In 1946, Leese and six others, Emanuel John William Alford, Leslie Raymond Alford, Alfred McCarthy, Alfred John Robert McCarthy, Frederick Tom Edmunds, and Anthony William Gittens, were arrested for aiding two escaped Dutch prisoners of war who had been members of the Waffen-SS and were planning to flee to Argentina through the ratlines. At his trial, Edmunds openly admitted that he was a fascist. Tony Gittens had joined the Britons in 1924, and served as its secretary from 1950 until his death in 1973. Gittens joined the Imperial Fascist League in the 1930s and, in the late 1960s, he joined the National Front and worked with its founder, A. K. Chesterton.

Leese and his six accomplices were each found guilty sentenced to one year in prison for their roles in the attempted escape. Leese was released from prison in November 1947. In 1948, Leese formed the National Workers Movement in London. In December 1950 he stood trial for criminal libel on Harold Scott, Commissioner of the Metropolitan Police, but was acquitted. In 1951, he published his autobiography Out of Step: Events in the Two Lives of an Anti-Jewish Camel Doctor.

Leese was a mentor to Colin Jordan and John Tyndall, the "most significant figures on the extreme right since the 1960s". After his death, his widow, May Winifred Leese (died 1974), helped fund far-right groups.
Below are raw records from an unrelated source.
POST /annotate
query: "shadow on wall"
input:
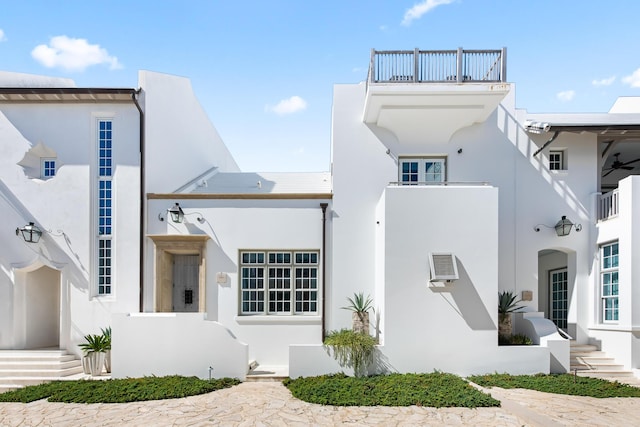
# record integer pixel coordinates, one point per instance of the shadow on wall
(465, 300)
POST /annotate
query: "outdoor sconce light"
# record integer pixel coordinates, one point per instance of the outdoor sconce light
(30, 233)
(562, 227)
(175, 212)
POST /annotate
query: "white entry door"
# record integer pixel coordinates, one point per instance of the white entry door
(558, 301)
(185, 283)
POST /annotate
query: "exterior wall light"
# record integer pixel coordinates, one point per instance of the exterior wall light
(562, 227)
(30, 233)
(176, 213)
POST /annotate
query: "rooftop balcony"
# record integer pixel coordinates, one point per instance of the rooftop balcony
(437, 92)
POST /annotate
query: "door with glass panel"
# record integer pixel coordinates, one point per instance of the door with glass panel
(558, 297)
(185, 283)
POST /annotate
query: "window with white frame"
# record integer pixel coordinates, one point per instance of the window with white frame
(556, 160)
(414, 171)
(105, 202)
(609, 281)
(279, 282)
(47, 167)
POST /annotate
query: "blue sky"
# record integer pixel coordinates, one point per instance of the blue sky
(264, 70)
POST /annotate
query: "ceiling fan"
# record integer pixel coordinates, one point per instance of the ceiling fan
(617, 164)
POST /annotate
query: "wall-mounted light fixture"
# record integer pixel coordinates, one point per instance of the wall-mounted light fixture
(562, 227)
(30, 233)
(177, 214)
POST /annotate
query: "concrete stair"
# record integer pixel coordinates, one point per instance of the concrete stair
(588, 361)
(19, 368)
(258, 373)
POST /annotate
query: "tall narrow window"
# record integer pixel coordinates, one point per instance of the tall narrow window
(609, 281)
(421, 171)
(105, 202)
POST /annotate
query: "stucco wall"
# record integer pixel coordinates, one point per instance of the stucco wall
(234, 225)
(65, 207)
(182, 143)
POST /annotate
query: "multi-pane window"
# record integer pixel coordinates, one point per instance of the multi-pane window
(279, 282)
(48, 168)
(105, 202)
(424, 170)
(609, 281)
(556, 160)
(104, 266)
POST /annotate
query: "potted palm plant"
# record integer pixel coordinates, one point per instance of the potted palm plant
(94, 349)
(507, 305)
(360, 307)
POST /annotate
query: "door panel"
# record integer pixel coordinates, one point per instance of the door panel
(558, 299)
(185, 283)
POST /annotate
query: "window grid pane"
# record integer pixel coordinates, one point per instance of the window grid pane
(609, 282)
(104, 266)
(279, 282)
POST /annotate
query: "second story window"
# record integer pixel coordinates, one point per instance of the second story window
(414, 171)
(47, 168)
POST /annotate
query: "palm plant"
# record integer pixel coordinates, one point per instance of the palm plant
(507, 304)
(360, 306)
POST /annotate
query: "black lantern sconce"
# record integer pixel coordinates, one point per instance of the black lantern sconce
(177, 214)
(562, 227)
(30, 233)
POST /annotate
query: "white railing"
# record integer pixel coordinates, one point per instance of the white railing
(446, 66)
(609, 205)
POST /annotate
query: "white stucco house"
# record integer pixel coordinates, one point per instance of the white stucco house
(441, 194)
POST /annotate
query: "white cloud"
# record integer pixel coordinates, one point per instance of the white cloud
(420, 9)
(287, 106)
(604, 82)
(566, 95)
(633, 80)
(73, 54)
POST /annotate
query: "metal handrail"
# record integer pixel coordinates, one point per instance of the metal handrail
(429, 66)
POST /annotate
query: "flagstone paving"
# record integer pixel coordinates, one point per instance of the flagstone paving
(271, 404)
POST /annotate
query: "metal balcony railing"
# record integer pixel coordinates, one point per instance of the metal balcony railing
(608, 206)
(437, 66)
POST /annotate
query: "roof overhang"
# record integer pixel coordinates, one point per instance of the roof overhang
(434, 109)
(66, 95)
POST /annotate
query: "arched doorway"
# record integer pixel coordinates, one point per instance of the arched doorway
(38, 308)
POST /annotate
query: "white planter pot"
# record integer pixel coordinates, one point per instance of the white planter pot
(96, 363)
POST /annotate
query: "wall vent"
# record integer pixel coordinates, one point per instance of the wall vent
(443, 267)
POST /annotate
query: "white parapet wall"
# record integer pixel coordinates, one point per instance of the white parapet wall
(145, 344)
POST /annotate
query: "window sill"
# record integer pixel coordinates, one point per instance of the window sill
(279, 320)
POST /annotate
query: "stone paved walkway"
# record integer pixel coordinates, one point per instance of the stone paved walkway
(271, 404)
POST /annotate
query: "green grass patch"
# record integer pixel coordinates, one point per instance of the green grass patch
(117, 390)
(435, 390)
(560, 384)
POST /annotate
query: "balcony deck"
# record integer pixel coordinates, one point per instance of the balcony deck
(435, 93)
(437, 66)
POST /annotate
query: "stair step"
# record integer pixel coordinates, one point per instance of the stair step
(38, 364)
(45, 373)
(603, 373)
(268, 373)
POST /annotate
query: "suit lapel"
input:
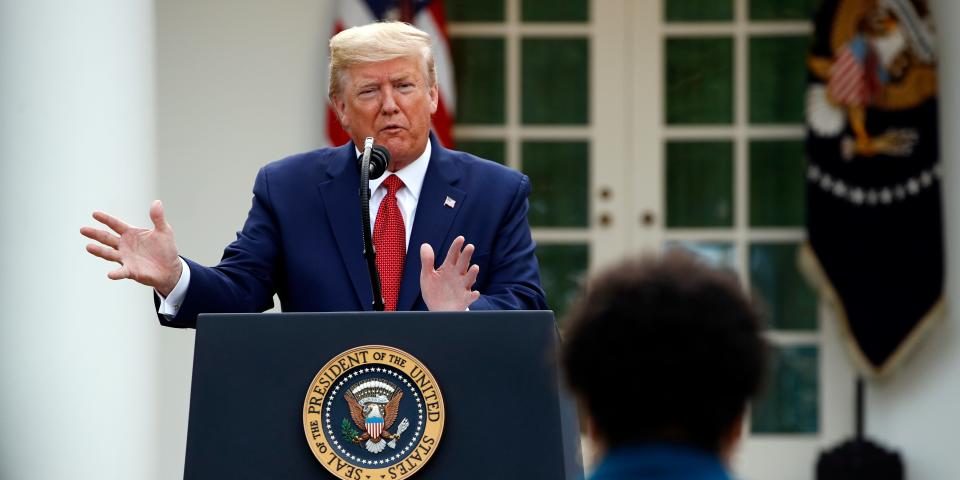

His London house, 74 Princedale Road, Holland Park, was left to Jordan, and became known as 'Arnold Leese House'. The property became Jordan's base of operations, housing the White Defence League, the National Socialist Movement and other far-right operations.

Leese died 18 January 1956, aged 77.

== Works ==

- Articles
- "The Jewish Method of Cattle Slaughter: The Legalised Cruelty of Shechita". 1940.
- "Chinese Communism?". Gothic Ripples, No. 49, 28 February 1949.
- "The Destruction of India: Its Cause and Prevention". Undated.

- Books
- "A Treatise on the One-Humped Camel in Health and in Disease" (1927)
- My Irrelevant Defence: Being Meditations Inside Gaol and Out on Jewish Ritual Murder. London: The I.F.L. Printing and Publishing Co., 1938.
  - Swedish translation: Mitt Irrelevanta Försvar varandes Betraktelser bakom galler och ute om Judiska Ritualmord.
  - Judaism in Action. New and enlarged edition, 1964.
- Gentile Folly: The Rothschilds. London: Angles News Service, 1940.
- The Jewish War of Survival. Arnold S. Leese, January 1945.
- Out of Step: Events in Two Lives of an Anti-Jewish Camel-Doctor. Guildford, UK. 1951.
  - Excerpts available.
- The Era Of World Ruin! (The Era Of Democracy). Undated.

- Pamphlets
- Our Jewish Aristocracy. London: Imperial Fascist League, 1936. . 18 pages.
  - Reprint: Hollywood, California: Sons of Liberty, 1936. 8 pages.
- The Mass Madness of Sept. 1938 and its Jewish Cause. London: Imperial Fascist League, 1938. . 15 pages.
- The Edict of Expulsion of 1290: A catalogue of recorded history surrounding Jewry under Angevin Kings of England, leading up to the Edict of Expulsion by King Edward I (Co-authored with Geoffrey H. Smith). Undated.